I was pretty hardware limited for this project, using only my Mac Studio and Mac mini. There aren't great GPU-accelerated LP solvers for this hardware, so I mainly leaned on the HiGHS single-core simplex solver. Sadly, I found that this solver sometimes stalls, especially for later iterations where we've applied a lot of (potentially degenerate) cuts.

To run experiments in a reasonable amount of time on this hardware, I studied single eBooks. I needed the LPs to remain small enough to solve on the CPU, so I kept the pretokenization approach of Tempus et al.

Finally, I adopted some heuristics from Tempus et al. to make the LP smaller, such as dropping color variables for substrings that appear less than 5 times. I also imposed a byte length limit on colors–in this case 16 bytes. I found that this made a difference compared to an 8-byte limit, where the optimal tokenization was slightly worse.

Results

I was able to find provably optimal tokenizers on at least a few toy problems. The one I am most proud of is an optimal tokenizer of vocab size 512 for the book Pride and Prejudice. The algorithm converged in about a dozen iterations, taking a bit over a day.

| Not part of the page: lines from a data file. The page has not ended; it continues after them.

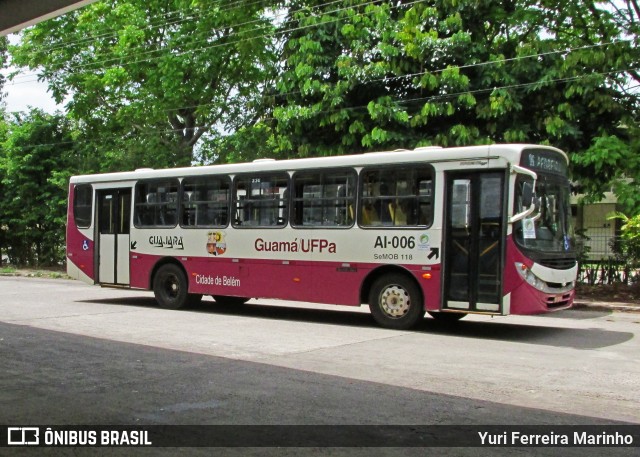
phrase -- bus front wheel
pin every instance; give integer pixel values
(170, 287)
(395, 302)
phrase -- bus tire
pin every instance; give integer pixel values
(395, 302)
(225, 300)
(170, 287)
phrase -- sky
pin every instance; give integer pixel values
(25, 91)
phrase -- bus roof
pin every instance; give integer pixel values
(431, 154)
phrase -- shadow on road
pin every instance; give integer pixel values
(501, 330)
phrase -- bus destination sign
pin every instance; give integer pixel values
(544, 160)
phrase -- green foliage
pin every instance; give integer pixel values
(630, 235)
(149, 78)
(3, 61)
(360, 76)
(37, 160)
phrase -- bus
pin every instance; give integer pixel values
(444, 231)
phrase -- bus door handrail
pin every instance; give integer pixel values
(532, 207)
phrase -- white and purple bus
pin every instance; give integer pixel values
(453, 231)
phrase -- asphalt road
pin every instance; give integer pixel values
(77, 354)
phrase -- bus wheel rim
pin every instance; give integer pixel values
(171, 286)
(395, 301)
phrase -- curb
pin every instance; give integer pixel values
(606, 306)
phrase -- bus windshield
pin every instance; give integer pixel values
(549, 228)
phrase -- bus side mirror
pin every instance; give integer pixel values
(529, 202)
(527, 194)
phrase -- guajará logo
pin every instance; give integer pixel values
(216, 245)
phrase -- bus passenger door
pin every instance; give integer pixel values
(473, 242)
(114, 221)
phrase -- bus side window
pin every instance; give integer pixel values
(324, 198)
(156, 203)
(261, 200)
(83, 205)
(205, 202)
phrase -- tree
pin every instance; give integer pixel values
(149, 78)
(361, 76)
(3, 62)
(38, 158)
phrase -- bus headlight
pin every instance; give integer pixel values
(532, 279)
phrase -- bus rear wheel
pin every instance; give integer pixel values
(395, 302)
(170, 287)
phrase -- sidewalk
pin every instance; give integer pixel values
(606, 306)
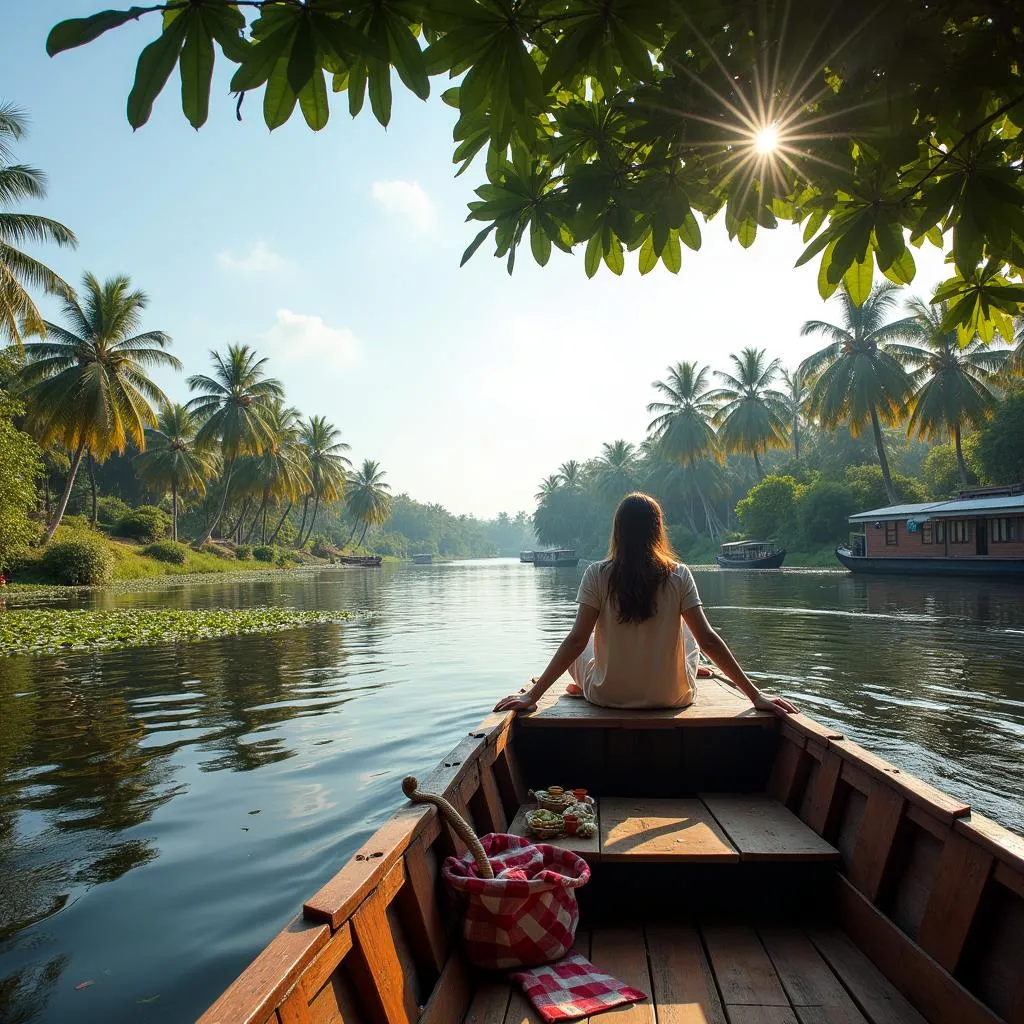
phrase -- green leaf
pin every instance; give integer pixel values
(313, 101)
(79, 31)
(592, 258)
(155, 66)
(197, 72)
(540, 243)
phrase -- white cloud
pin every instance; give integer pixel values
(301, 338)
(407, 201)
(260, 259)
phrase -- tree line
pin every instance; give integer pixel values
(888, 381)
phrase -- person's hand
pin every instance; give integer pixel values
(523, 700)
(777, 705)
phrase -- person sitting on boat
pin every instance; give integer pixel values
(640, 627)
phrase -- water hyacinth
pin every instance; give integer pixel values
(39, 630)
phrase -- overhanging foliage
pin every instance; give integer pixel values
(611, 124)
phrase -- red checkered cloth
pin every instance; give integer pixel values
(573, 987)
(527, 912)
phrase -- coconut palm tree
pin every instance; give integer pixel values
(796, 396)
(860, 377)
(86, 384)
(548, 486)
(172, 461)
(616, 468)
(953, 385)
(233, 407)
(682, 427)
(752, 416)
(367, 498)
(329, 468)
(18, 271)
(570, 474)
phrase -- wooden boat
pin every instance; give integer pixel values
(748, 869)
(751, 555)
(558, 557)
(369, 560)
(979, 532)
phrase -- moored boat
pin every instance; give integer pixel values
(751, 555)
(979, 532)
(747, 868)
(558, 557)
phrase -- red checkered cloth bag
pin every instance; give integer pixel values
(527, 912)
(573, 987)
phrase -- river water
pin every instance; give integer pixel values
(165, 810)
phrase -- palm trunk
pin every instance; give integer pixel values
(76, 462)
(302, 525)
(223, 502)
(883, 461)
(961, 464)
(92, 486)
(281, 522)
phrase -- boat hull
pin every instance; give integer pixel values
(768, 562)
(939, 565)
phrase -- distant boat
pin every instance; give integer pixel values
(751, 555)
(558, 557)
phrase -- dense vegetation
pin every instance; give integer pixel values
(610, 125)
(791, 455)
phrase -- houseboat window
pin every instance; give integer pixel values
(1000, 529)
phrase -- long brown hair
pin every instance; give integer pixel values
(640, 556)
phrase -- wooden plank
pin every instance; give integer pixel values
(380, 977)
(960, 881)
(623, 953)
(258, 990)
(422, 907)
(761, 828)
(875, 839)
(450, 998)
(662, 829)
(807, 979)
(788, 773)
(683, 985)
(933, 990)
(819, 806)
(589, 849)
(489, 1004)
(940, 804)
(744, 973)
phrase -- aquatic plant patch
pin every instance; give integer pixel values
(28, 630)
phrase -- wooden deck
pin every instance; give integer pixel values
(723, 974)
(716, 704)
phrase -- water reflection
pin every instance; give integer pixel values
(164, 810)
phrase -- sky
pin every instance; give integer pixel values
(336, 254)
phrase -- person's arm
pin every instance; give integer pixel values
(568, 650)
(717, 649)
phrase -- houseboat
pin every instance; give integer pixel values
(559, 557)
(979, 532)
(751, 555)
(745, 867)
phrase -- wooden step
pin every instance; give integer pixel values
(761, 828)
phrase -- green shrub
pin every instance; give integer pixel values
(144, 523)
(167, 551)
(83, 560)
(111, 510)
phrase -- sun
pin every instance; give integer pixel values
(766, 139)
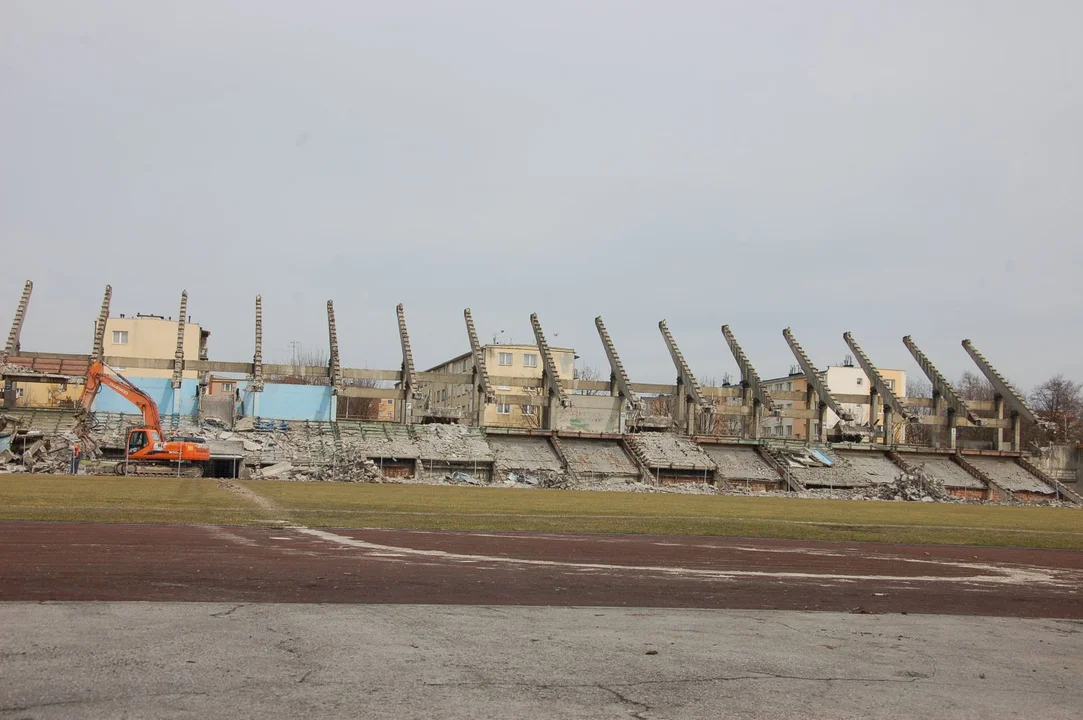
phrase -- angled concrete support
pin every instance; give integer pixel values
(334, 366)
(103, 316)
(408, 379)
(878, 391)
(257, 387)
(482, 388)
(690, 398)
(1005, 395)
(620, 384)
(819, 395)
(16, 325)
(754, 392)
(944, 397)
(179, 356)
(555, 392)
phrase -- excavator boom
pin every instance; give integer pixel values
(96, 376)
(145, 453)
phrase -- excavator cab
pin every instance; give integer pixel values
(141, 439)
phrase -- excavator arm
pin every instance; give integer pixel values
(100, 374)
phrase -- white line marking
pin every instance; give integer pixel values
(1001, 576)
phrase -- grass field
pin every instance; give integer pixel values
(113, 499)
(121, 499)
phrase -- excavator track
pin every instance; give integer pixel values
(158, 469)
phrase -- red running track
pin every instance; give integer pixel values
(55, 561)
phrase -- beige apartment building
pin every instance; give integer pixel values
(143, 337)
(842, 380)
(152, 337)
(507, 365)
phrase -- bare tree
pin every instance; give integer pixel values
(301, 356)
(717, 422)
(588, 374)
(918, 434)
(360, 408)
(974, 387)
(1060, 401)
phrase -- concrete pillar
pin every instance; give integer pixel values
(680, 404)
(999, 414)
(810, 404)
(935, 432)
(874, 414)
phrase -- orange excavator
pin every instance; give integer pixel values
(145, 454)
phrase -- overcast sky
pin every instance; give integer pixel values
(886, 168)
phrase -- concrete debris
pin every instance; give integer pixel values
(275, 470)
(912, 486)
(31, 441)
(460, 479)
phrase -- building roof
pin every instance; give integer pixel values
(500, 345)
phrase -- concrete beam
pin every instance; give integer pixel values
(257, 370)
(940, 384)
(103, 316)
(689, 395)
(335, 366)
(483, 388)
(890, 400)
(179, 352)
(819, 393)
(551, 380)
(1012, 396)
(753, 390)
(618, 378)
(16, 325)
(407, 381)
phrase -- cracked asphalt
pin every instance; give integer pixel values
(208, 622)
(167, 659)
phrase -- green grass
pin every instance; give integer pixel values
(488, 509)
(425, 507)
(113, 499)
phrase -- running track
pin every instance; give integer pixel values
(54, 561)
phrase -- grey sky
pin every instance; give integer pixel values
(872, 167)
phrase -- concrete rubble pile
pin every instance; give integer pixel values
(912, 486)
(24, 449)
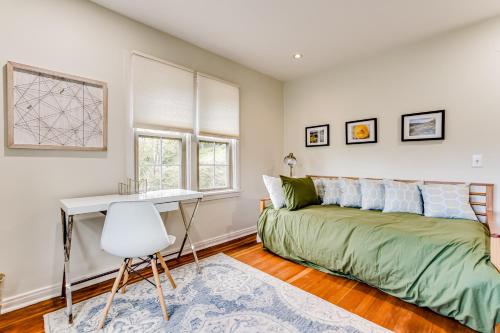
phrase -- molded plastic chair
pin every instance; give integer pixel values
(134, 229)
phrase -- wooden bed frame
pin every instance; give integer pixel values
(481, 200)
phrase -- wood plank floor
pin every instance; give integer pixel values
(365, 301)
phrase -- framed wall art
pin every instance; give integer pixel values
(423, 126)
(361, 131)
(317, 136)
(51, 110)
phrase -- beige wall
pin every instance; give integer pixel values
(459, 72)
(80, 38)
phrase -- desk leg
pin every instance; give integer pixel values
(187, 226)
(66, 292)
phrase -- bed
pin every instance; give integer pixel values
(443, 264)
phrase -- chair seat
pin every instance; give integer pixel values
(134, 229)
(142, 249)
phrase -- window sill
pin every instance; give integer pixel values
(217, 195)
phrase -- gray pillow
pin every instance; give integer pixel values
(448, 201)
(372, 194)
(402, 197)
(350, 192)
(331, 188)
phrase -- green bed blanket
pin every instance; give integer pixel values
(437, 263)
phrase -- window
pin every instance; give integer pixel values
(186, 128)
(214, 160)
(159, 161)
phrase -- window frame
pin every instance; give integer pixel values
(190, 165)
(230, 165)
(138, 132)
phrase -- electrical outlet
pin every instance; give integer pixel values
(477, 161)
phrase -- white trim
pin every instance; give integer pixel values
(215, 78)
(41, 294)
(165, 62)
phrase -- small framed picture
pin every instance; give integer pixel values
(317, 136)
(361, 131)
(422, 126)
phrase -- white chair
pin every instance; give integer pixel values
(134, 229)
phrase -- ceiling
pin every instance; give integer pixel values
(263, 34)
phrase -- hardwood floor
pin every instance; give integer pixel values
(356, 297)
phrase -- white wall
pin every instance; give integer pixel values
(81, 38)
(459, 72)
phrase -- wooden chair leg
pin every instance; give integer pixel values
(112, 295)
(125, 276)
(159, 289)
(165, 268)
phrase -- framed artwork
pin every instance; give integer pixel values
(51, 110)
(317, 136)
(423, 126)
(361, 131)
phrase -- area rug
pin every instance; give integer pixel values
(227, 296)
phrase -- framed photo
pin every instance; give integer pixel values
(317, 136)
(51, 110)
(422, 126)
(361, 131)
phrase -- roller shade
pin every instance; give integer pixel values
(163, 95)
(218, 108)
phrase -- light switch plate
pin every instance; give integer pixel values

I tried increasing vocabulary size from 512 to 1024 on this same problem, and found that cycle constraints weren't enough on their own to find an optimal solution. The lower bound continued to move significantly after I added back other cut families, though my latest runs are still not finished. There are, without a doubt, other cut families to be discovered here as well, and some may even be necessary to solve the 1024-vocab problem.

Future work

At this point, the main bottleneck in my experiments is LP solve times. In many of my experiments, each LP solve can take between hours and days. I've tried a few solvers (HiGHS, the solver in SCIP, and OR-Tools PDLP), and all of them start to choke on my highly constrained LPs. My suspicion is that my cutting plane approach is creating degenerate LPs, and this could be a potential area for improvement.

Generally, I'd love to see someone continue to scale up this work to larger corpora. I doubt that the cut families I've explored are enough for harder problems, and there is surely a rich space of ideas to explore.

I'd also love to see somebody remove the pretokenizer. This currently makes the LPs quite large, since we don't get to merge repeated words. Removing the pretokenizer also eliminates the ability to use word-based cut strategies. For example, some of my cut strategies enumerate all of the valid integer solutions for each word, and then project these combinations into a subset of variables. These strategies need to be completely reframed for a “single huge word” dataset.

Conclusion

This was a neat project, and it was fun to see Codex do an entire research loop with just a small bit of guidance from me. I really hope to keep playing with it, but this is contingent on figuring out a solution to the slow LP problem.

The incredibly hacky Codex implementation of this project is available on Github. For reference, the optimal vocabulary for Pride and Prejudice that I found is here (note that the vocab is actually 510, because the codebase reserves two special tokens).